What About Added Sugars?

Added sugars are any sugar that is not naturally occurring in the food. For example, honey added to a granola bar or cereal as a sweetener to enhance the flavor. Sugar is added in a wide range of foods from whole grain breads and cereals, to pasta sauce, to dairy products for food preservation, a thickening agent, balancing acidity, and holding in moisture. This does not mean these foods need to be eliminated. Many of the foods that contain added sugars also pack a nutrition punch!

Athletes, that means you do not need to avoid sugar all together. In fact, it can be a huge benefit for performance. Both starches and sugars provide your body with 4 calories per gram and can be used strategically to provide energy for your working muscles (hello performance gains) and replenish muscle or liver as glycogen for rapid recovery. Eliminating sugar all together is not the answer.

Sugar and Health

When looking at your day to day nutrition, it is important to consider nutrient timing and meal content. Decreasing the consumption of added sugars in your daily nutrition (the nutrition outside of your pre, during and post workout) by including more whole foods that contain fiber such as fruits, veggies, and whole grains is going to provide you the best benefit for overall health. Be an educated consumer and understand the products that have “added sugars” in them including sugary beverages, dairy and dairy alternatives, cereals, and other packaged goods. It is recommended to limit added sugar intake to less than 25 grams per day for females and 36 grams per day for males.

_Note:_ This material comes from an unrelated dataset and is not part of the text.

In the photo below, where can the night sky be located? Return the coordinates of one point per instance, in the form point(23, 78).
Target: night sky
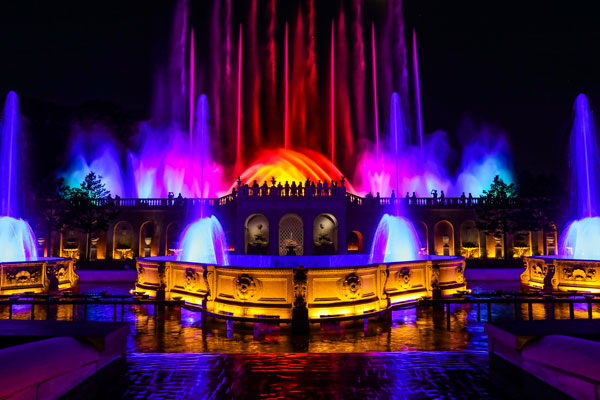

As athletes, there is a time and place to include those simple sugars to fuel and refuel; and, as a part of a balanced nutrition plan. Consider supporting your body with a performance plate that consists of protein, fat, carbs and color (fruits and veggies) most of the time and adding in those fun foods for celebration, memories, and a quick boost of energy to fly across the finish line.